Re: Hi... I'm working on engine research

Post by syzygy »

Uri Blass wrote: Thu Jan 01, 2026 12:10 pmFor me different things are important and I would like to buy an engine that can force mate with a smaller number of moves in games with odds.
Stockfish is not the best and old Wasp can mate faster against stockfish in all my queen odds tests.
To make SF convert a clearly won game into mate more quickly one could probably train a dedicated NNUE network.
Joerg Oster
Posts: 990
Joined: Fri Mar 10, 2006 4:29 pm
Location: Germany
Full name: Jörg Oster

Re: Hi... I'm working on engine research

Post by Joerg Oster »

syzygy wrote: Fri Jan 02, 2026 3:41 pm
Uri Blass wrote: Thu Jan 01, 2026 12:10 pmFor me different things are important and I would like to buy an engine that can force mate with a smaller number of moves in games with odds.
Stockfish is not the best and old Wasp can mate faster against stockfish in all my queen odds tests.
To make SF convert a clearly won game into mate more quickly one could probably train a dedicated NNUE network.
Why do you think this is a matter of the NNUE net and not of the search?
Just curious.
Jörg Oster
syzygy
Posts: 5825
Joined: Tue Feb 28, 2012 11:56 pm

Re: Hi... I'm working on engine research

Post by syzygy »

Joerg Oster wrote: Fri Jan 02, 2026 3:58 pm
syzygy wrote: Fri Jan 02, 2026 3:41 pm
Uri Blass wrote: Thu Jan 01, 2026 12:10 pmFor me different things are important and I would like to buy an engine that can force mate with a smaller number of moves in games with odds.
Stockfish is not the best and old Wasp can mate faster against stockfish in all my queen odds tests.
To make SF convert a clearly won game into mate more quickly one could probably train a dedicated NNUE network.
Why do you think this is a matter of the NNUE net and not of the search?
Just curious.
I am assuming this is not about actually finding the (shortest) mate but about more efficiently converting an easily won game into mate.

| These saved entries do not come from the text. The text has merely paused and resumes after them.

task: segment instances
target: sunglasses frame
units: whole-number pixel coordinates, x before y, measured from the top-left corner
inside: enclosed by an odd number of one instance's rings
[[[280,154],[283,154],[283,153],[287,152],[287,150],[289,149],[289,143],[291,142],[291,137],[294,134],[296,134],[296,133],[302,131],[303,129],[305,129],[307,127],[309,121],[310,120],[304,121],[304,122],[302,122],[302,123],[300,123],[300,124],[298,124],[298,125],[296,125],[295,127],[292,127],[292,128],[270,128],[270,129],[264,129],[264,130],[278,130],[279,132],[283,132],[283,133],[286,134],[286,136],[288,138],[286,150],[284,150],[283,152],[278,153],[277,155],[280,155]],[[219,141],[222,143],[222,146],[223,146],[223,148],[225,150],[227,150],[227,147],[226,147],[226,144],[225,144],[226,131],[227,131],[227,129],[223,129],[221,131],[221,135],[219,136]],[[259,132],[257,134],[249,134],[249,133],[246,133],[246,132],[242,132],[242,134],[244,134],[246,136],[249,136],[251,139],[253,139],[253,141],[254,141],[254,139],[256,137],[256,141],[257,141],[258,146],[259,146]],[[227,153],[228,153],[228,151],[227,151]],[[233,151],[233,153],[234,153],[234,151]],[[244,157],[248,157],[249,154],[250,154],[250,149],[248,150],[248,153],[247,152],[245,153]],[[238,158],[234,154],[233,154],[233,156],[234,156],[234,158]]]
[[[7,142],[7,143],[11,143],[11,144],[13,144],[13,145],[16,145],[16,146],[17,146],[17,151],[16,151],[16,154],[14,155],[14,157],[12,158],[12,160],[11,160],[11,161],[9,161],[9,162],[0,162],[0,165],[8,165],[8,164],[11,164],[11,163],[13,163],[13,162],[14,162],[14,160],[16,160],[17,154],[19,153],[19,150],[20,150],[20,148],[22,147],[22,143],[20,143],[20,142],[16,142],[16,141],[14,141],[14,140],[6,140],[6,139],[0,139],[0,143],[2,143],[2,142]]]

So this is not about, say, disabling certain pruning techniques that cause SF to do a bit worse on mate finding but about generally giving higher evaluations to positions that are closer to mate. (At least this is how I understand Uri's observations.)

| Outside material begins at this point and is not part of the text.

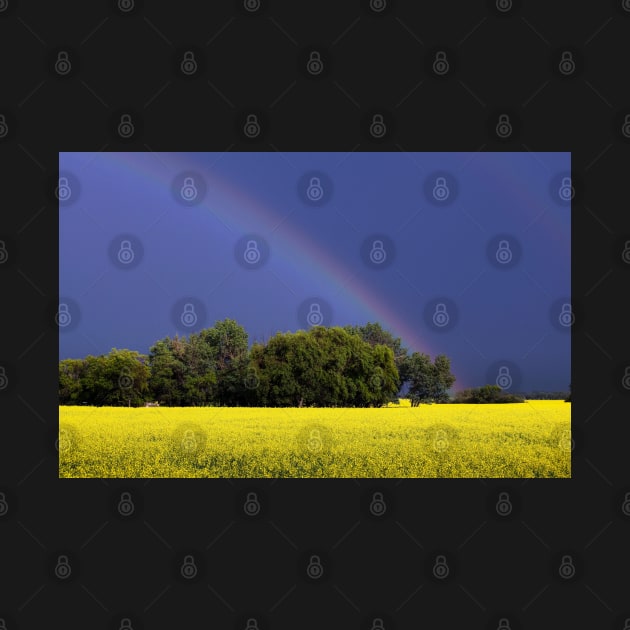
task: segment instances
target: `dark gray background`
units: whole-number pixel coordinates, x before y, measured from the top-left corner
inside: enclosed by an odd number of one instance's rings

Perhaps there are search parameters in SF that are badly tuned for already decided positions, but that seems less likely than its evaluation not having been tuned to distinguish between 100% won positions on the basis of the remaining number of moves to actual mate.

Perhaps Uri could explain what SF is doing "wrong" in chess terms. Should SF just start simplifying the position into a trivially won endgame (which is what most humans would do but does not necessarily result in the actual fastest mate) or should SF try to force a quick mate while still in the middle game? I suppose it is the former?
Joerg Oster
Posts: 990
Joined: Fri Mar 10, 2006 4:29 pm
Location: Germany
Full name: Jörg Oster

Re: Hi... I'm working on engine research

Post by Joerg Oster »

syzygy wrote: Fri Jan 02, 2026 8:16 pm
Joerg Oster wrote: Fri Jan 02, 2026 3:58 pm
syzygy wrote: Fri Jan 02, 2026 3:41 pm
Uri Blass wrote: Thu Jan 01, 2026 12:10 pmFor me different things are important and I would like to buy an engine that can force mate with a smaller number of moves in games with odds.
Stockfish is not the best and old Wasp can mate faster against stockfish in all my queen odds tests.
To make SF convert a clearly won game into mate more quickly one could probably train a dedicated NNUE network.
Why do you think this is a matter of the NNUE net and not of the search?
Just curious.
I am assuming this is not about actually finding the (shortest) mate but about more efficiently converting an easily won game into mate. So this is not about, say, disabling certain pruning techniques that cause SF to do a bit worse on mate finding but about generally giving higher evaluations to positions that are closer to mate. (At least this is how I understand Uri's observations.)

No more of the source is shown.